Our experiments on real-world software vulnerabilities show that while LLMs are promising in automatic program repair of JavaScript code, achieving a correct bug fix often requires an appropriate amount of context in the prompt.
- Score: 2.4622939109173885
- License: http://creativecommons.org/licenses/by-nc-sa/4.0/
- Abstract: In recent years, JavaScript has become the most widely used programming language, especially in web development. However, writing secure JavaScript code is not trivial, and programmers often make mistakes that lead to security vulnerabilities in web applications.

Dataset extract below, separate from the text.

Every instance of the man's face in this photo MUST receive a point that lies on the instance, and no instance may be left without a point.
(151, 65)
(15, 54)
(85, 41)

Large Language Models (LLMs) have demonstrated substantial advancements across multiple domains, and their evolving capabilities indicate their potential for automatic code generation based on a required specification, including automatic bug fixing. In this study, we explore the accuracy of LLMs, namely ChatGPT and Bard, in finding and fixing security vulnerabilities in JavaScript programs. We also investigate the impact of context in a prompt on directing LLMs to produce a correct patch of vulnerable JavaScript code. Our experiments on real-world software vulnerabilities show that while LLMs are promising in automatic program repair of JavaScript code, achieving a correct bug fix often requires an appropriate amount of context in the prompt.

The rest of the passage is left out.